Data breaches break record in 2021 | #cybersecurity | #cyberattack


The number of reported data breaches jumped to a record level last year.


Graphic by Pixabay/Illustration by CNET

The number of reported data breaches jumped 68 percent last year to the highest total ever, a new report says.

According to the Identity Theft Resource Center’s 2021 Data Breach Report, there were 1,862 data breaches last year, surpassing both 2020’s total of 1,108 and the previous record of 1,506 set in 2017. 

The numbers reflect a year of high-profile cyberattacks that targeted everything from the country’s largest oil pipelines to companies entrusted with the personal information of millions of American consumers

 Eva Velasquez, ITRC’s president and CEO, called the number of breaches “alarming.”

“There is no reason to believe the level of data compromises will suddenly decline in 2022,” Velasquez said in a statement. “As organizations of all sizes struggle to defend the data they hold, it is essential that everyone practice good cyber hygiene to protect themselves and their loved ones from these crimes.”

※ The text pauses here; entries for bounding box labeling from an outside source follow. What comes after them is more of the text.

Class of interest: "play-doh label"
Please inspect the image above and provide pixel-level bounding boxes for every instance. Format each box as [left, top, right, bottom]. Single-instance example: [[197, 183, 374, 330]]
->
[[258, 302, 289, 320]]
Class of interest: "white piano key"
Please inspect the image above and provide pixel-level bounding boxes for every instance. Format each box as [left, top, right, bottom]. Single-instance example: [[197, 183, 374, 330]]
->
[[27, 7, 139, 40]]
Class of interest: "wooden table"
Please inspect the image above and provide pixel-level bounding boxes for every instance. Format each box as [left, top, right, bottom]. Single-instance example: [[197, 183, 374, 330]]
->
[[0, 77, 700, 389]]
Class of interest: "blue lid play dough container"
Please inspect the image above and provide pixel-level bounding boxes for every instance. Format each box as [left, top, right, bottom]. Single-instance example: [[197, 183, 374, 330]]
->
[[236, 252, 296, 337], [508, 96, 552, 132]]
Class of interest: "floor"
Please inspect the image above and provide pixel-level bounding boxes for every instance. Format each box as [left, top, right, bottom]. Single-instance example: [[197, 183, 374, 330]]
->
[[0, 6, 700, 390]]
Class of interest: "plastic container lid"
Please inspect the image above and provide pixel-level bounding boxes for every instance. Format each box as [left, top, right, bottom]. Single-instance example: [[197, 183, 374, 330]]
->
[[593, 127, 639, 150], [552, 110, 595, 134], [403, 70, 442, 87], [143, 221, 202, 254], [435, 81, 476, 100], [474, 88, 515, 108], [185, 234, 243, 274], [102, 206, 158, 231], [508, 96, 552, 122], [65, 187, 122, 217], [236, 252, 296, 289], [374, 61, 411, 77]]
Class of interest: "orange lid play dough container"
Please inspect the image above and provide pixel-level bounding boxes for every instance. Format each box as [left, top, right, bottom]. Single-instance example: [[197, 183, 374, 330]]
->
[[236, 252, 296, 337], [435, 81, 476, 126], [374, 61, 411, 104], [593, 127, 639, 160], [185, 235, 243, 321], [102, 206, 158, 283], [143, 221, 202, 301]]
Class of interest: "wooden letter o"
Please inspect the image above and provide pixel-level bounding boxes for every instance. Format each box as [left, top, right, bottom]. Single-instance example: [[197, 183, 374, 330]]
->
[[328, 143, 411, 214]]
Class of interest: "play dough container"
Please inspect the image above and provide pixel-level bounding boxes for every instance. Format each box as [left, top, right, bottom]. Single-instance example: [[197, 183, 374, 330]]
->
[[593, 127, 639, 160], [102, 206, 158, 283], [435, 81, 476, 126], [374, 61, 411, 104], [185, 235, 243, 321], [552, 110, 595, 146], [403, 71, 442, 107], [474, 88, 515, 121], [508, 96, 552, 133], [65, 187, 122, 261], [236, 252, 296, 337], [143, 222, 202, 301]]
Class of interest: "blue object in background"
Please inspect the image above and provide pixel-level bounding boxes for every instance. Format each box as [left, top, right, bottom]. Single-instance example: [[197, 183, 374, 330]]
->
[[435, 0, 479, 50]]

The percentage of breaches that involved sensitive information, such as Social Security numbers, rose slightly to 83 percent from 80 percent the year before, but remained significantly below 2017’s record of 95 percent.

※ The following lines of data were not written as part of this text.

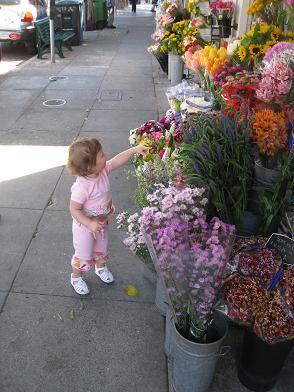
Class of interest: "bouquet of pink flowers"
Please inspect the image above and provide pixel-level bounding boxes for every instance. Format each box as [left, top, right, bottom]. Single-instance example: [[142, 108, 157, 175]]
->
[[141, 187, 234, 341], [187, 218, 235, 340], [256, 42, 294, 104]]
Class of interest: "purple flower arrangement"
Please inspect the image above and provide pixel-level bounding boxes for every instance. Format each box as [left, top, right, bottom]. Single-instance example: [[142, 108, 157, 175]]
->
[[219, 248, 294, 344], [141, 186, 234, 341], [237, 249, 282, 287], [188, 218, 235, 339]]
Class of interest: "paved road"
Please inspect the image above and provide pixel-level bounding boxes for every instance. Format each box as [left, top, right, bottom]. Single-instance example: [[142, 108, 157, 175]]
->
[[0, 42, 32, 75]]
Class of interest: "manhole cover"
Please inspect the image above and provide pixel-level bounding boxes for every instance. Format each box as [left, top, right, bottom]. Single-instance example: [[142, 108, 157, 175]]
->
[[49, 76, 68, 82], [43, 99, 66, 106], [99, 90, 122, 101]]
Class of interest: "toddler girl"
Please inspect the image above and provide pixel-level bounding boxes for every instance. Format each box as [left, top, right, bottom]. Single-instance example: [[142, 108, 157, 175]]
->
[[67, 139, 149, 295]]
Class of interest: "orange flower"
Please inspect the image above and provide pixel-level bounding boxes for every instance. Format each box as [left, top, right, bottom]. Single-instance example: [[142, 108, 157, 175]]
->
[[251, 109, 288, 156]]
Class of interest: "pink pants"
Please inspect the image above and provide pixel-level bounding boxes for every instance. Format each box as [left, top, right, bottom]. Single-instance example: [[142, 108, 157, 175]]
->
[[71, 220, 108, 271]]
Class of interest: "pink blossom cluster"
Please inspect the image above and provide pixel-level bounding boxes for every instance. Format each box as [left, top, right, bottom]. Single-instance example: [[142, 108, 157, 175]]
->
[[188, 218, 235, 337], [263, 41, 294, 64], [209, 0, 234, 11], [141, 184, 208, 326], [256, 61, 294, 102], [151, 29, 164, 42], [141, 186, 234, 339], [284, 0, 294, 7], [158, 15, 175, 28]]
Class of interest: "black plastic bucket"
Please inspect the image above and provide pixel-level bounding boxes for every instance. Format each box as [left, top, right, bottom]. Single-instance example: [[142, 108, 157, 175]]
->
[[237, 331, 294, 392]]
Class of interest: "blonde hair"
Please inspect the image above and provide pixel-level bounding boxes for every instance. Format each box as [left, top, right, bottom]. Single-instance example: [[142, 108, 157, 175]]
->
[[66, 138, 102, 177]]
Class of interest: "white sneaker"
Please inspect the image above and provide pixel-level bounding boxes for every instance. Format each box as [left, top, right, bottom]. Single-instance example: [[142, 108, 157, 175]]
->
[[95, 265, 114, 283], [70, 274, 90, 295]]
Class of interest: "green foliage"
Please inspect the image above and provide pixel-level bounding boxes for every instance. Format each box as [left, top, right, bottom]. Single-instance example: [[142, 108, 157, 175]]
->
[[129, 156, 179, 209], [179, 114, 252, 227], [255, 152, 294, 235]]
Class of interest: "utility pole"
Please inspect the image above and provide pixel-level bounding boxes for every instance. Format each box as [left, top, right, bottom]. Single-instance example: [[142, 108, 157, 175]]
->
[[49, 0, 56, 63]]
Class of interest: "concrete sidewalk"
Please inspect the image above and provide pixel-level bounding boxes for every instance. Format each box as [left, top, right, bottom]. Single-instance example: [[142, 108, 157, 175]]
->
[[0, 7, 293, 392]]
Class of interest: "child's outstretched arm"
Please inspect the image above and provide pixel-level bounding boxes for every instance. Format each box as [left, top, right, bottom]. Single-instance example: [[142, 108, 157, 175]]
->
[[110, 144, 150, 170]]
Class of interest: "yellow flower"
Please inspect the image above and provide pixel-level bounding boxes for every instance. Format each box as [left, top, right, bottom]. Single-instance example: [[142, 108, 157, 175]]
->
[[249, 44, 262, 56], [238, 46, 247, 61], [261, 41, 272, 54]]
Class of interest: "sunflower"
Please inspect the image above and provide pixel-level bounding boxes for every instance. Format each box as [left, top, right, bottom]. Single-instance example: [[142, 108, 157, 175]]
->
[[261, 41, 273, 54], [249, 44, 262, 57], [238, 46, 247, 61]]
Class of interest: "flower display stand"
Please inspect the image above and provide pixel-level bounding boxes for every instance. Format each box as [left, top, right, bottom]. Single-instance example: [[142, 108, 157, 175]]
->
[[170, 318, 230, 392], [237, 330, 294, 392]]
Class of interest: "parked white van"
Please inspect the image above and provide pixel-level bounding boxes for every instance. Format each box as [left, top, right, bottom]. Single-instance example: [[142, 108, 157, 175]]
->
[[0, 0, 47, 54]]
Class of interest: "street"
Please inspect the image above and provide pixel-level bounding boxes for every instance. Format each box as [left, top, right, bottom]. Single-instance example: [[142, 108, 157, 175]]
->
[[0, 42, 33, 75]]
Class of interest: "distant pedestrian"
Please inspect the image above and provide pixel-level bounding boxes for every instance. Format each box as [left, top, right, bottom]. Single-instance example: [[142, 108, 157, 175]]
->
[[67, 139, 149, 295], [106, 0, 116, 29], [131, 0, 137, 13]]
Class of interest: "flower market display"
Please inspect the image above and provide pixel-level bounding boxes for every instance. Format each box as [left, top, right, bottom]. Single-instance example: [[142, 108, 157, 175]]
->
[[118, 0, 294, 390]]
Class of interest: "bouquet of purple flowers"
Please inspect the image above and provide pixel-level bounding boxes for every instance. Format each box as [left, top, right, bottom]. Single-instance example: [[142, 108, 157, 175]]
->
[[141, 187, 234, 341]]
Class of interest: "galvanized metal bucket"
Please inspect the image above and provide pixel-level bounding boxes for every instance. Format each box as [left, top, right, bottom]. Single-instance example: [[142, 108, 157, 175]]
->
[[170, 318, 230, 392]]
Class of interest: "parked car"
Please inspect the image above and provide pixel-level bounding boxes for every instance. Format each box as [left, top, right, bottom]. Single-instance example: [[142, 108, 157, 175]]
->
[[0, 0, 47, 54]]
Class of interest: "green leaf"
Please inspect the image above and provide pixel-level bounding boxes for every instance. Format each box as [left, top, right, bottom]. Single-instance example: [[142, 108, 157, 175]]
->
[[124, 284, 139, 297]]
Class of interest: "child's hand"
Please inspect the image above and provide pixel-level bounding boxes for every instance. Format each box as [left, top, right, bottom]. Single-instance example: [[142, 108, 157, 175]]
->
[[134, 144, 151, 155], [88, 217, 107, 234]]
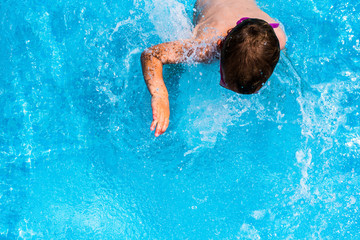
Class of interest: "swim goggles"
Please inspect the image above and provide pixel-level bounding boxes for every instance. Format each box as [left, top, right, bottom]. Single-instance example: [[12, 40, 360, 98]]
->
[[220, 17, 280, 89]]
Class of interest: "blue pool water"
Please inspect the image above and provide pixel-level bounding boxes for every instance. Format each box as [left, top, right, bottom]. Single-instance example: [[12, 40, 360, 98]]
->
[[0, 0, 360, 239]]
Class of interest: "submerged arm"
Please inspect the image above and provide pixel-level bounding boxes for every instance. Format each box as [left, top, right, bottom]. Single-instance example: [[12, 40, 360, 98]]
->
[[141, 40, 215, 136]]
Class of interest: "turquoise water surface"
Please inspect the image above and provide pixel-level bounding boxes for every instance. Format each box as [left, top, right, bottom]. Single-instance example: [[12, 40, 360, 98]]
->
[[0, 0, 360, 239]]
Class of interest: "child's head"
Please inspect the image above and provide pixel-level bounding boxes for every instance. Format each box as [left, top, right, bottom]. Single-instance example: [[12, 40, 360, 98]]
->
[[220, 18, 280, 94]]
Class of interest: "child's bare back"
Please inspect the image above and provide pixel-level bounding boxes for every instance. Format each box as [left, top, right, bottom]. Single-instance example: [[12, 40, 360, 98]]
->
[[141, 0, 286, 136]]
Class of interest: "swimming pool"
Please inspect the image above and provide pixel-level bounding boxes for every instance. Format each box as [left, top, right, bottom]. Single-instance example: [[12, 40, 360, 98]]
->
[[0, 0, 360, 239]]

On the upside, the number of people affected by the data breaches edged down about 5 percent last year to 294 million. But ITRC attributed the decline to a shift in the focus of cybercriminals toward smaller, more focused attacks, rather than massive data theft. 

The center also noted that attacks involving ransomware have doubled in each of the past two years, representing 22 percent of the total number of reported cyberattacks in 2021. At this rate of growth, ITRC said ransomware will surpass phishing as the top cause of data breaches this year.

By sector, the number of breaches increased in all areas, with the exception of the military, which reported no data breaches last year. The biggest increase was in manufacturing and utilities, where the number of breaches more than doubled.